Abdullah Öcalan'ın çağrısıyla Kürt sorununun çözümü için yeni bir döneme girildi. Akil İnsanlar Heyeti üyesi Lami Özgen, sürecin başarılı olabilmesi için silahların sustuktan sonra müzakerelere başlanması gerektiğini belirtti.
Abdullah Öcalan'ın çağrısıyla, Kürt sorununun çözümüne dair yürütülen tartışmalar yeni bir evreye girdi. PKK, Öcalan’ın barış çağrısına olumlu yanıt vererek ateşkes ilan etti. Bu gelişme, sürecin başarıya ulaşabilmesi için yapılması gereken adımlar hakkında toplumda yeni tartışmaları da gündeme getirdi.
"Çözüm Süreci ve Kaçırılan Fırsatlar"
2013'teki çözüm sürecinde Akil İnsanlar Heyeti’nde yer alan Lami Özgen, bu sürecin çok önemli olduğunu belirterek, geçmişte kaçırılan fırsatların yeniden gözden geçirilmesi gerektiğini ifade etti. Özgen, "Çözüm süreci sadece Kürtler için değil, tüm Ortadoğu halkları için kritik bir fırsat," dedi. Ayrıca, Türkiye Cumhuriyeti'nin otoriterleşen yapısının demokratikleşmesi ve bunun tüm topluma alternatif bir çıkış yolu sunduğuna vurgu yaptı.
Güvensizlik Ortamı ve Çözüm Adımları
Özgen, Türkiye’deki güvensizlik ortamının, 100 yıllık otoriter zihniyetin bir sonucu olduğunu dile getirdi. Bu durumu sürdürülemez bir noktaya geldiğini söyleyen Özgen, "Artık bu güvensizlik ortamını aşmak için siyasi, kültürel ve yasal adımlar atılmalı," şeklinde konuştu.
Yeni Süreç ve Koordinasyonun Önemi
2013-2015 yıllarındaki çözüm sürecinin devamı niteliğinde olsa da Özgen, bu sürecin başlangıç biçimi ve koordinasyonunun çok farklı olduğunu belirtti.
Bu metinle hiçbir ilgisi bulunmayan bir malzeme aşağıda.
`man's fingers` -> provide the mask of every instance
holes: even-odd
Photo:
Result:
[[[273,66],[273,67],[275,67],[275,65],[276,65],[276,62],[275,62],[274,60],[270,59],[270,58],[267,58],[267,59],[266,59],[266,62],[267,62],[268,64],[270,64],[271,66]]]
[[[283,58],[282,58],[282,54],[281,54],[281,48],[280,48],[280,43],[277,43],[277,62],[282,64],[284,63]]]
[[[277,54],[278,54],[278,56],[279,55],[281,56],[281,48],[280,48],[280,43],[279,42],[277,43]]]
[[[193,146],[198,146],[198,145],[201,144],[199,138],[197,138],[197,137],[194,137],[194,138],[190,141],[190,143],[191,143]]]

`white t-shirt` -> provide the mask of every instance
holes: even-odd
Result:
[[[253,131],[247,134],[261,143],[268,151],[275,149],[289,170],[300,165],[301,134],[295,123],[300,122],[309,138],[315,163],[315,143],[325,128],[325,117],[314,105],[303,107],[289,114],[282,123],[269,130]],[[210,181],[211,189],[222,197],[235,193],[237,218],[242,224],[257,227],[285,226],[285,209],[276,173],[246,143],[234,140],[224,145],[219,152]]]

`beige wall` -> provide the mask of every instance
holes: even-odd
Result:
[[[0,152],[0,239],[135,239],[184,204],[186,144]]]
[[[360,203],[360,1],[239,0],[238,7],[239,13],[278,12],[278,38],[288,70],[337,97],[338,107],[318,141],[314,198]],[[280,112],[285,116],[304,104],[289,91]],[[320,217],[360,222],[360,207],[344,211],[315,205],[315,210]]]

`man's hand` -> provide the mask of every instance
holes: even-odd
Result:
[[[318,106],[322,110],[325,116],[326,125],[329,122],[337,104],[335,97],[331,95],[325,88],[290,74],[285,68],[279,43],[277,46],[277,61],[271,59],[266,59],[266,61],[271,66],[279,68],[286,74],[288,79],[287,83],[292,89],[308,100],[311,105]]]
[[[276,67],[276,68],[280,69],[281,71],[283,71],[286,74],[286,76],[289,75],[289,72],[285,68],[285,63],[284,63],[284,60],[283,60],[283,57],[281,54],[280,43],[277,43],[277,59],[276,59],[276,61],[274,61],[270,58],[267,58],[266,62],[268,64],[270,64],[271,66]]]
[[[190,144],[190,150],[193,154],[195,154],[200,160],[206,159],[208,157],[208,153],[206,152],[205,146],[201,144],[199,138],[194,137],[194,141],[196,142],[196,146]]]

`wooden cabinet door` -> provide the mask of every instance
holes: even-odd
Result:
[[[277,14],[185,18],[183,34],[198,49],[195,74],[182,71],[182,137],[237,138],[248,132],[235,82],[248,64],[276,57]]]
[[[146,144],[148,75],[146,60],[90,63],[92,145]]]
Bu kez sürecin daha merkezi ve koordineli bir şekilde ilerlediğini vurgulayan Özgen, “Devletin ve Meclis’in sürece katılımı önemli bir adım,” dedi.
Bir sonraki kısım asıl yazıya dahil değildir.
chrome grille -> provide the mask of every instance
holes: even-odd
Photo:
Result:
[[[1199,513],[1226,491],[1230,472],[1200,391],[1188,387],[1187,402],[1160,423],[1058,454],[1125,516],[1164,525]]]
Sürecin Toplumsal Katılımı
Özgen, çözüm sürecinde tüm toplumsal kesimlerin katılımının kritik olduğunu ifade etti. "Silahlar sustuktan sonra müzakerelere geçilmeli," diyen Özgen, bu sürecin, toplumun tüm dinamiklerini ve muhalif kesimlerin taleplerini birleştirerek ilerlemesi gerektiğini belirtti.